Komisi Pemberantasan Korupsi KPK pekan ini bergerak cepat. Setelah menetapkan delapan belas anggota Dewan Perwakilan Rakyat Daerah (DPRD) Malang sebagai tersangka korupsi, hari Selasa (3/4) 38 anggota dan mantan anggota DPRD Sumatera Utara 2009-2014 dan 2014-2019 yang ditetapkan sebagai tersangka.
Dalam jumpa pers di kantornya, Ketua KPK Agus Rahardjo dalam jumpa pers di kantornya Selasa (3/4) mengatakan ke-38 tersangka itu diduga telah menyalahgunakan wewenang sebagai anggota DPRD Sumatera Utara dengan menerima suap berupa hadiah atau janji dari Mantan Gubernur Sumatera Utara Gatot Pujo Nugroho. Setiap anggota dan mantan anggota DPRD Sumatera Utara itu mendapat “fee” sekitar 300-350 juta rupiah.
Suap tersebut tambahnya terkait persetujuan laporan pertanggungjawaban Gatot sebagai gubernur untuk tahun anggaran 2012-2014 oleh DPRD Sumatera Utara (Sumut), Persetujuan Perubahan APBD Provinsi Sumut Tahun 2013-2014 oleh DPRD Sumut. Juga terkait pengesahan APBD Sumut
Tahun Anggaran 2014-2015 dan penolakan penggunaan hak interpelasi anggota DPRD Sumut pada 2015.

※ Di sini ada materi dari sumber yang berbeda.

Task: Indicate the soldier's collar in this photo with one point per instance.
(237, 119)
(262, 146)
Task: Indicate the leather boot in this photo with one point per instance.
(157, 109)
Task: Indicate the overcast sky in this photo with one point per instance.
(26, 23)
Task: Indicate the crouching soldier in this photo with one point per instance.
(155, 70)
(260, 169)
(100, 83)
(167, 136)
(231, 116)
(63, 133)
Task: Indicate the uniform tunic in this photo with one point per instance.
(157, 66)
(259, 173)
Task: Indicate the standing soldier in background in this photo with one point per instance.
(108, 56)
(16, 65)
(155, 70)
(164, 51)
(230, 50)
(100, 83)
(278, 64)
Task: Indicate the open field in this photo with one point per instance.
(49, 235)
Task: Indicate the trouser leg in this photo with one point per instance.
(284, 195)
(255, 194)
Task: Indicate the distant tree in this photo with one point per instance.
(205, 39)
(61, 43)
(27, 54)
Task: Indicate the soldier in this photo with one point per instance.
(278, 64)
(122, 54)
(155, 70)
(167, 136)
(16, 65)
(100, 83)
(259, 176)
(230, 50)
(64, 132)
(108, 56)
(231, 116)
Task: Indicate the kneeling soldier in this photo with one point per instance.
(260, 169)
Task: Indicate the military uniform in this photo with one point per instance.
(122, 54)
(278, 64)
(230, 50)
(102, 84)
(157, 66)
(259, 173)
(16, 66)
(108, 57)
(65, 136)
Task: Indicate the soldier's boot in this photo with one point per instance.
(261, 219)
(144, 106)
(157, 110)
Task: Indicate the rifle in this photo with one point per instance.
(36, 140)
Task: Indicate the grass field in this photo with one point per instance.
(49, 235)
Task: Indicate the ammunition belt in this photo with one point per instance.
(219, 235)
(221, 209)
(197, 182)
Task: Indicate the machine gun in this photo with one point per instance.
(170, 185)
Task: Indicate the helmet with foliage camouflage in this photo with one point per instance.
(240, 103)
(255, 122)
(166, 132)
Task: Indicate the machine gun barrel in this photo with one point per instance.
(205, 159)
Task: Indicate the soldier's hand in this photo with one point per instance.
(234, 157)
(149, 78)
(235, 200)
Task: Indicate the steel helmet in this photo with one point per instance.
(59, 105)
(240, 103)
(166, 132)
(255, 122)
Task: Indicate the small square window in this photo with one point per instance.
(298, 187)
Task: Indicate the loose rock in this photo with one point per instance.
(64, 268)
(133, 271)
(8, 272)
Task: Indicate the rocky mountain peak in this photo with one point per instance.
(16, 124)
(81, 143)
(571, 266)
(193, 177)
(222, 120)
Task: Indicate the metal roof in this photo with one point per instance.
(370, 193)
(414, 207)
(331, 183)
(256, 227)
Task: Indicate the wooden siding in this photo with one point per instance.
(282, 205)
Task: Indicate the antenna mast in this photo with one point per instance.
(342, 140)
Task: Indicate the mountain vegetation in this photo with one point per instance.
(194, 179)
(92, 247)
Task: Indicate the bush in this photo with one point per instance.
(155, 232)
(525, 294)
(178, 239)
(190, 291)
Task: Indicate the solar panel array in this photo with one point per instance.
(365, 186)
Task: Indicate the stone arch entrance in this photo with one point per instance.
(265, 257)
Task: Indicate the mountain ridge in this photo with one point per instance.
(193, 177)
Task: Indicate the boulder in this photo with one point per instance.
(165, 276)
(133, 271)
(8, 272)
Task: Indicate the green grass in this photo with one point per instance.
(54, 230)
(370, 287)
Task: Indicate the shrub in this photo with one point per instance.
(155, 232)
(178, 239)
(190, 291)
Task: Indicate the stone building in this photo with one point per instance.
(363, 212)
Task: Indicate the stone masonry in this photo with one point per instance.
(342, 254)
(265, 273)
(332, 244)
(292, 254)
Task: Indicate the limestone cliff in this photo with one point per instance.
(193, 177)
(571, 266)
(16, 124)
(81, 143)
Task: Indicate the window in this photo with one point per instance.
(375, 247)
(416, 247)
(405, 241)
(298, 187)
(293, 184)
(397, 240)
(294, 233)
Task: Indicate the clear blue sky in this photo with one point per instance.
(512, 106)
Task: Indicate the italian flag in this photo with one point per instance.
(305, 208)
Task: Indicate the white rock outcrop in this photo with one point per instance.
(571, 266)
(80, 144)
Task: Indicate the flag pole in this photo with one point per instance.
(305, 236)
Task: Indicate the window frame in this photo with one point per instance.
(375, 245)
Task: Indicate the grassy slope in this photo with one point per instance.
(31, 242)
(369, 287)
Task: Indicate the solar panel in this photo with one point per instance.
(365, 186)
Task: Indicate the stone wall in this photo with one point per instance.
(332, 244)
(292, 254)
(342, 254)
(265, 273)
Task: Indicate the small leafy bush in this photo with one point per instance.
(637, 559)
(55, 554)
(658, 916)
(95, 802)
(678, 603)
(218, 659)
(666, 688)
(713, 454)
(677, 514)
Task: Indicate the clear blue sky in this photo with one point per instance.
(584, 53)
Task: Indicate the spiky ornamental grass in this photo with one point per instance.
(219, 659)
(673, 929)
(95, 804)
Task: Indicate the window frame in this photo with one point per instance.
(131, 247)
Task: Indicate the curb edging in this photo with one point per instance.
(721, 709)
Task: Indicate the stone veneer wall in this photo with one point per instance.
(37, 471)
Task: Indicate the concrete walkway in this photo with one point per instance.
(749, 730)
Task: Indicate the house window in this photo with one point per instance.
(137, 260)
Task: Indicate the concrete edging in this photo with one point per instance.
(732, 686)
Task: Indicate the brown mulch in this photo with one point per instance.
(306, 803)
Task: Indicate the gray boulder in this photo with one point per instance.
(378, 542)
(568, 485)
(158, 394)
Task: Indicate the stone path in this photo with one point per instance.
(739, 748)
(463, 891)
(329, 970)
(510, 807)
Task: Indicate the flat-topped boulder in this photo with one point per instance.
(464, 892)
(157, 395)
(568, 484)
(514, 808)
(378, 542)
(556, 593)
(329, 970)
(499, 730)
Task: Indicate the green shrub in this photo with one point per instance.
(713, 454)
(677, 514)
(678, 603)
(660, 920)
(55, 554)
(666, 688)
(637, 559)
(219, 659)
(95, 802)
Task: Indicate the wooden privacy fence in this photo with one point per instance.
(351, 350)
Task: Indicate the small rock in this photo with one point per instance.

Agus Rahardjo menyatakan korupsi ini merupakan bentuk korupsi massal.
"Selain pengumpulan informasi, data dan mencermati hal-hal di persidangan perkara tersebut, KPK menemukan permulaan yang cukup untuk melakukan penyidikan terhadap 38 anggota DPRD Sumatera Utara periode 2009-2014 dan 2014-2019 sebagai tersangka. Ke 38 anggota DPRD provinsi Sumatera Utara tersebut diduga menerima hadiah atau janji dari Gubernur Sumatera Utara saudara Gatot Pujo Nugroho," ungkap Agus.
Tiga puluh delapan anggota dan mantan anggota DPRD Sumut yang ditetapkan sebagai tersangka itu adalah:
1. Rijal Sirait
2. Rinawati Sianturi
3. Rooslynda Marpaung
4. Fadly Nurzal
5. Abu Bokar Tambak
6. Enda Mora Lubis
7. M Yusuf Siregar
8. Muhammad Faisal
9. DTM Abul Hasan Maturidi
10. Biller Pasaribu
11. Richard Eddy Marsaut Lingga
12. Syafrida Fitrie
13. Rahmianna Delima Pulungan
14. Arifin Nainggolan
15. Mustofawiyah
16. Sopar Siburian
17. Analisman Zalukhu
18. Tonnies Sianturi
19. Tohonan Silalahi
20. Murni Elieser Verawaty Munthe
21. Dermawan Sembiring
22. Arlene Manurung
23. Syahrial Harahap
24. Restu Kurniawan Sarumaha
25. Washington Pane
26. John Hugo Silalahi
27. Ferry Suando Tanuray Kaban
28. Tunggul Siagian
29. Fahru Rozi
30. Taufan Agung Ginting
31. Tiaisah Ritonga
32. Helmiati
33. Muslim Simbolon
34. Sonny Firdaus
35. Pasiruddin Daulay
36. Elezaro Duha
37. Musdalifah
38. Tahan Manahan Panggabean
Sebelumnya pada Maret 2017, mantan gubernur Sumatera Utara Gatot Pujo Nugroho telah dijatuhi divonis empat tahun penjara karena terbukti menyuap pimpinan dan anggota DPRD Sumut periode 2009-2014 dan 2014-2019 senilai Rp 61,8 miliar.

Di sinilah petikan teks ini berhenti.